Alzheimer’s disease amyloid-β dietary fiber dietary protein PiB PET

INTRODUCTION

Deposition of insoluble amyloid-β (Aβ) aggregates into extracellular neuritic plaques represents a well-described pathognomonic hallmark characteristic of Alzheimer’s disease (AD). Changes in plasma Aβ peptide levels have been proposed to reflect Aβ deposition occurring within the brain [1, 2], and to be associated with development of mild cognitive impairment (MCI) and AD [2, 3]. Positron emission tomography (PET) imaging studies have demonstrated that cerebral Aβ deposition commences well before detectable cognitive decline, and ∼15–20 years before clinical diagnosis of AD [4]; thereby presenting a potential window of opportunity to change disease trajectory.

Currently, no cure for AD exists, and it is therefore essential that effective and broadly applicable approaches to prevent or delay disease onset are developed. Research investigating the regulatory effects of dietary constituents on the onset and progression of AD neuropathology is gaining momentum (reviewed in [5]), and accumulating evidence suggests that dietary intakes of fiber and protein may be important contributors to the development of such preventative strategies [6, 7].

Low dietary intake of cereal fiber has been associated with increased risk of type-2 diabetes [8, 9], while a high fiber diet has been proposed to protect against obesity by lowering insulin levels [10]; importantly, type-2 diabetes and obesity are risk factors for AD [11]. Furthermore, dietary fiber containing phytosterols, and short chain fatty acids which are produced when dietary fiber is fermented in the colon, demonstrate cholesterol lowering, appetite regulation, and enhanced peripheral Aβ clearance effects; factors which are proposed to synergistically act to lower Aβ deposition in the brain [6].

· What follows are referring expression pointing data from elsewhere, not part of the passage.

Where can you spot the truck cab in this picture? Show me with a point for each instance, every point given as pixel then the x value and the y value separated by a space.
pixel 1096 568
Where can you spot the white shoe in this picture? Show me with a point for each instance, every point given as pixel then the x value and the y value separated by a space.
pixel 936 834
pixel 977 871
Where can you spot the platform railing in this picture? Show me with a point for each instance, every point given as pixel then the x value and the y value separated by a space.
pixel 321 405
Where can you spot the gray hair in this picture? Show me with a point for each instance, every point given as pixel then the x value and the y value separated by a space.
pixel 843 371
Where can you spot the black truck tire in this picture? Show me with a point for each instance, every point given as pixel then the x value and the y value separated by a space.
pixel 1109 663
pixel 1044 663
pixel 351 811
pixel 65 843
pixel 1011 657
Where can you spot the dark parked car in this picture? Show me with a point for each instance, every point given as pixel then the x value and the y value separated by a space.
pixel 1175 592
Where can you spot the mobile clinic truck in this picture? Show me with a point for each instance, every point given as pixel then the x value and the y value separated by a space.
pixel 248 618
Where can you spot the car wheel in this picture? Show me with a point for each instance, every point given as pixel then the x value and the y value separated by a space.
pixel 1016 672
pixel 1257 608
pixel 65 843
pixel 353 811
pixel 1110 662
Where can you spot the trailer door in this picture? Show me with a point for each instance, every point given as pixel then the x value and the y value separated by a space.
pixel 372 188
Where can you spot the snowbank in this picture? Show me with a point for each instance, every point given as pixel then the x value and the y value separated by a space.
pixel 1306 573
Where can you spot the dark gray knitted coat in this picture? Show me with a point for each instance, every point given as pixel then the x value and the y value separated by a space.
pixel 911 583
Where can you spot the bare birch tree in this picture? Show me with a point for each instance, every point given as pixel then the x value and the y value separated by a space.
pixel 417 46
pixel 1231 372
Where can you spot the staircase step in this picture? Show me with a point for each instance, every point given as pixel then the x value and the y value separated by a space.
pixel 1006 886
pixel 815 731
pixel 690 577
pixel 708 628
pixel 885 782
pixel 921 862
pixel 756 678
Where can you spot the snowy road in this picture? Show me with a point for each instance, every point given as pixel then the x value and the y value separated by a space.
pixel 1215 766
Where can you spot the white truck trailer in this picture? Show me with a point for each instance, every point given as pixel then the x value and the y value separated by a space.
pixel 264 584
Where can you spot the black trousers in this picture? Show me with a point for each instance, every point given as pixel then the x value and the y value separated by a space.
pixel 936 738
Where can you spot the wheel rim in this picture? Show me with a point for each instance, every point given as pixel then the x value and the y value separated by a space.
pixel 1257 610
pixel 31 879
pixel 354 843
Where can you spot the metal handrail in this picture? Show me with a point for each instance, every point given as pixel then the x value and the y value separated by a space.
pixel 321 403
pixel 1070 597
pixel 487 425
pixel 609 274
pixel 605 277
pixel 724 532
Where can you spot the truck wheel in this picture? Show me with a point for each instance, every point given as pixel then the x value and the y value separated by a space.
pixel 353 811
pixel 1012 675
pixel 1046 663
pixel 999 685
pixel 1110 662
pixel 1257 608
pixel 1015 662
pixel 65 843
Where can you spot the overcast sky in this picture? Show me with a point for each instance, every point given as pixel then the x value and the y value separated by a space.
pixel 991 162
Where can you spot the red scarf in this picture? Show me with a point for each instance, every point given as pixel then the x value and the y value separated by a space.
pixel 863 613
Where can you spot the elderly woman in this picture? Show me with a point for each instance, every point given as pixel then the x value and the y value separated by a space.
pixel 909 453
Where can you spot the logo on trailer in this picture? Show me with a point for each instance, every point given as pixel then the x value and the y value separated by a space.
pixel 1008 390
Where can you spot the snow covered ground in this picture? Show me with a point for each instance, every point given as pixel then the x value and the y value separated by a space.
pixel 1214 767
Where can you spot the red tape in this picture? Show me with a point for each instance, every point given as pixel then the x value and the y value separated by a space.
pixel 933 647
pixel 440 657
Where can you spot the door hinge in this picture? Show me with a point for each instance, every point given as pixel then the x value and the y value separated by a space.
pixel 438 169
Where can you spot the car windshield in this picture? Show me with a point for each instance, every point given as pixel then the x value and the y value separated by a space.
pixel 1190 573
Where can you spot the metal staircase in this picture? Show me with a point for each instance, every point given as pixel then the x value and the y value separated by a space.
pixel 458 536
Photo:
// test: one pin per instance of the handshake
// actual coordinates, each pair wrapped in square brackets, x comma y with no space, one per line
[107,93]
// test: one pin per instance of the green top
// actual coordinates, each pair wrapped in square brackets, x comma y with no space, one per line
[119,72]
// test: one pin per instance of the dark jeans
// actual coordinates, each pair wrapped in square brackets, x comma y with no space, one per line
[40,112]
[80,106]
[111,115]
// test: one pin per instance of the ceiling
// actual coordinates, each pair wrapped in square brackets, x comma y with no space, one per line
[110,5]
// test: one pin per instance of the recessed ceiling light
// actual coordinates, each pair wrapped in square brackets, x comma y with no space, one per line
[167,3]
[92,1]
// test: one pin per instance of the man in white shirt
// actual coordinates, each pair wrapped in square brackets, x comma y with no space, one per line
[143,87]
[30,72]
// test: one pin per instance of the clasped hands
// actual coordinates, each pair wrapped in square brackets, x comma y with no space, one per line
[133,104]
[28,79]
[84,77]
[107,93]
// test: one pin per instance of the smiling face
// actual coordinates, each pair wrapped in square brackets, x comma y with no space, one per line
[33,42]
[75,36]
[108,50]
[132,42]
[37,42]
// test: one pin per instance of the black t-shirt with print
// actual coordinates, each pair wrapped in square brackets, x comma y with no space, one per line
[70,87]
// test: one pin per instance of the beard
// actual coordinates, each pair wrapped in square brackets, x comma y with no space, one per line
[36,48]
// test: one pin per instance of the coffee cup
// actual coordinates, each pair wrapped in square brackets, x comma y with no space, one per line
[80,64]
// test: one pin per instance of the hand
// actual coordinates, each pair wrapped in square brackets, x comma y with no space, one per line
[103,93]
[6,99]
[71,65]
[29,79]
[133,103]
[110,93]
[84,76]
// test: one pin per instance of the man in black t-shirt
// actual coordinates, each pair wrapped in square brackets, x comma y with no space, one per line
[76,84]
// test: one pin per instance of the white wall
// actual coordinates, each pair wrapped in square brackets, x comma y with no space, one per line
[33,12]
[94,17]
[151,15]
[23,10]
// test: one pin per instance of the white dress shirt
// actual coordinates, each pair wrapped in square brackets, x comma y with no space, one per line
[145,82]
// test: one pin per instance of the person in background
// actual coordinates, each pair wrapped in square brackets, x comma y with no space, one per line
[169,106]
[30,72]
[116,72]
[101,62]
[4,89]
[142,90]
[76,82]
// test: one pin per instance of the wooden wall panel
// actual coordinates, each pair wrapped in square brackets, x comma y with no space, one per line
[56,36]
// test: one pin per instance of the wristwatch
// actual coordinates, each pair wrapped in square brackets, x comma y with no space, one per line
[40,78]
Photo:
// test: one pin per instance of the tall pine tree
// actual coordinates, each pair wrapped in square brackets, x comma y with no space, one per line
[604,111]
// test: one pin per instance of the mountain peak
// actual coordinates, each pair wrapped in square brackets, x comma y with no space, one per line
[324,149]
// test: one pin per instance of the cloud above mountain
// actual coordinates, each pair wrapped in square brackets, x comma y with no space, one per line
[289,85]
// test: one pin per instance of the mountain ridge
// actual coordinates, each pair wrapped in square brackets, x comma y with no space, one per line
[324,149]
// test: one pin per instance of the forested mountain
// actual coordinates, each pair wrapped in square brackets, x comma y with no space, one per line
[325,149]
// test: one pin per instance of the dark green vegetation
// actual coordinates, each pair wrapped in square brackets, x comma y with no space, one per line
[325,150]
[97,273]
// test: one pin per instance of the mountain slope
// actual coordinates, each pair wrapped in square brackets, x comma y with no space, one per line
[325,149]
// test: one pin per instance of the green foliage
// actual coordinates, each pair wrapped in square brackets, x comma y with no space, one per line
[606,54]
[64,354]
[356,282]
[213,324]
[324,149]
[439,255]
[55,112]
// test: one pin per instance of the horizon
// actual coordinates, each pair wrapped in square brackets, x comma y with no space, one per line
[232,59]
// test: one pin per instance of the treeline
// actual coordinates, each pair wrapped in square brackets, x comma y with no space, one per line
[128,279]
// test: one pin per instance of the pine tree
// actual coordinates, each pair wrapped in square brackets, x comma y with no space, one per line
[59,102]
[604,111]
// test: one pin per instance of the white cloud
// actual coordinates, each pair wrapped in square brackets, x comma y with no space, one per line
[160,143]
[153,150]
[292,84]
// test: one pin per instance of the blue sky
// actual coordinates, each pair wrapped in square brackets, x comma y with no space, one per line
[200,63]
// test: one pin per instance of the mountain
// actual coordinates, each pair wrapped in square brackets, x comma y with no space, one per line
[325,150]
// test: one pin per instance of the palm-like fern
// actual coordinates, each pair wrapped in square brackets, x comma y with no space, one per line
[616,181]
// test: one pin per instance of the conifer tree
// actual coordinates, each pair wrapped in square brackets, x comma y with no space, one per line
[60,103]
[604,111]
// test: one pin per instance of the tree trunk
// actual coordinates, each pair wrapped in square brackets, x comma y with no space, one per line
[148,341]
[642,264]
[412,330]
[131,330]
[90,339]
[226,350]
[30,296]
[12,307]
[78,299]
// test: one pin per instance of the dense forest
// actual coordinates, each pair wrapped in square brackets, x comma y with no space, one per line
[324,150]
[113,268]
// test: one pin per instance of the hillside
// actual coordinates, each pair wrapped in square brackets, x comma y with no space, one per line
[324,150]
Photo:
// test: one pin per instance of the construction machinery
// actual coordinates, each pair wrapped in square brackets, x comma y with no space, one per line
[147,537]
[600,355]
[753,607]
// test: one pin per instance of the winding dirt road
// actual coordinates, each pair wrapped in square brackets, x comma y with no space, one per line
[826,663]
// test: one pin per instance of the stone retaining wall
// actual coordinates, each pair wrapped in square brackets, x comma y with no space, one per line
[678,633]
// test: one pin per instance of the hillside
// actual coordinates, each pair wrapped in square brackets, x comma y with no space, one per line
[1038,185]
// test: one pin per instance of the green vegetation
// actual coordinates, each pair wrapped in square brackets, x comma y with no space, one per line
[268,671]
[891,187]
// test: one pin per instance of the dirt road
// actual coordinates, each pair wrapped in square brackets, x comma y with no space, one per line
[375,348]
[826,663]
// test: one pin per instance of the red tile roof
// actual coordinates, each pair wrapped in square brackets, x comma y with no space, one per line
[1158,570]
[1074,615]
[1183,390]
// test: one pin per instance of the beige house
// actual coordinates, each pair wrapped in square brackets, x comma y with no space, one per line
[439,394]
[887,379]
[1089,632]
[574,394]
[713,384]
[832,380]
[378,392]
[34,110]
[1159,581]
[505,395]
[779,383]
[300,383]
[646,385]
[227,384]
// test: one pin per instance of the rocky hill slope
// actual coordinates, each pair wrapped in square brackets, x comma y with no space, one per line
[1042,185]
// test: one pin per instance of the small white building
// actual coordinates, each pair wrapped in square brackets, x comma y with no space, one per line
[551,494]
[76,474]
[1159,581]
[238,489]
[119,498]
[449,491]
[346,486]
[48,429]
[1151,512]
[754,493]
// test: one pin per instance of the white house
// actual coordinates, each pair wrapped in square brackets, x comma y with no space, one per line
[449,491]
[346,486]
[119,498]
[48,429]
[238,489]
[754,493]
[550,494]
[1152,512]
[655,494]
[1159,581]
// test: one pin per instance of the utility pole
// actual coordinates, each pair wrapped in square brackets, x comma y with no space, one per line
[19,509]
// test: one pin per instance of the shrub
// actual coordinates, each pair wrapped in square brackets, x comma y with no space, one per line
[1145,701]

Recent observational studies and clinical trials have suggested that increased protein intake, particularly from plant sources, may reduce blood pressure and attenuate increase in blood pressure over time, thereby decreasing risk of cardiovascular disease (CVD) [12 –21]. These findings are of particular interest considering the wealth of data consistently proposing a strong association between CVD, its risk factors, and AD. [22 –29]. Moreover, risk of MCI or dementia has been shown to be reduced among individuals adhering to a diet with high percentage caloric intake from protein sources [30].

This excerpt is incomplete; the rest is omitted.